Creare comunità autonome

Il termine rivoluzione ha perso inesorabilmente di importanza nell'uso ordinario, al punto che adesso può significare qualsiasi cosa. Ormai abbiamo una rivoluzione ogni settimana: rivoluzioni nei servizi di credito, rivoluzioni cibernetiche, rivoluzioni mediche, una rivoluzione su internet ogni volta che qualcuno inventa un software più intelligente.
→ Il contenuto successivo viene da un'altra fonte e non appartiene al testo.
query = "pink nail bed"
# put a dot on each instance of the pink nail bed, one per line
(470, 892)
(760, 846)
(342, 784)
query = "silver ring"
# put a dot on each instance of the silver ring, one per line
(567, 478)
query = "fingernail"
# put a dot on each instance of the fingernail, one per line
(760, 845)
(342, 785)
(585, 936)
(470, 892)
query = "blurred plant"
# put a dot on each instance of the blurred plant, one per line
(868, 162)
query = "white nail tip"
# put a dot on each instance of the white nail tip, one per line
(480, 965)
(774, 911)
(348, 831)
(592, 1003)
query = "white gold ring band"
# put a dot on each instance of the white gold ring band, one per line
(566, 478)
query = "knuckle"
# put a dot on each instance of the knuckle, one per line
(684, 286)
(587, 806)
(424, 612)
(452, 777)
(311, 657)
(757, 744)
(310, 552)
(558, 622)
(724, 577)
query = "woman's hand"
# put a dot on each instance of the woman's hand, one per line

Una retorica del genere è possibile soltanto perché la definizione comune di rivoluzione ha sempre implicato l'idea di un cambiamento di paradigma: un 'interruzione netta, una rottura fondamentale nella natura della realtà sociale in seguito alla quale la realtà funziona diversamente e le categorie invalse non più valide. 
Cosa sarà allora la rivoluzione? Una rivoluzione di dimensioni mondiali avrà bisogno di molto tempo. Ma forse è già in corso. La maniera migliore per rendersene conto è smettere di pensare alla rivoluzione come ad una cosa - la rivoluzione, il grande cataclisma, il punto di rottura - e chiedersi invece: "che cosa è un'azione rivoluzionaria?". Ecco la nostra risposta: una azione rivoluzionaria è qualsiasi azione collettiva che affronti e respinga una qualche forma di dominio e di potere, e che nel frattempo, alla luce di questo processo, ricostituisca nuove relazioni sociali, anche all'interno della collettività. L'azione rivoluzionaria non si propone necessariamente di rovesciare i governi. Ad esempio, sarebbe un atto di per se rivoluzionario il tentativo di creare delle comunità autonome nei confronti del potere (con le parole di Castoriadis, comunità che si autoistituiscono, decidendo collettivamente le proprie regole e i propri principi operativi e riesaminandoli costantemente). E la storia ci insegna che la continua accumulazione di atti di questo tipo può cambiare (quasi) qualsiasi sitiazione.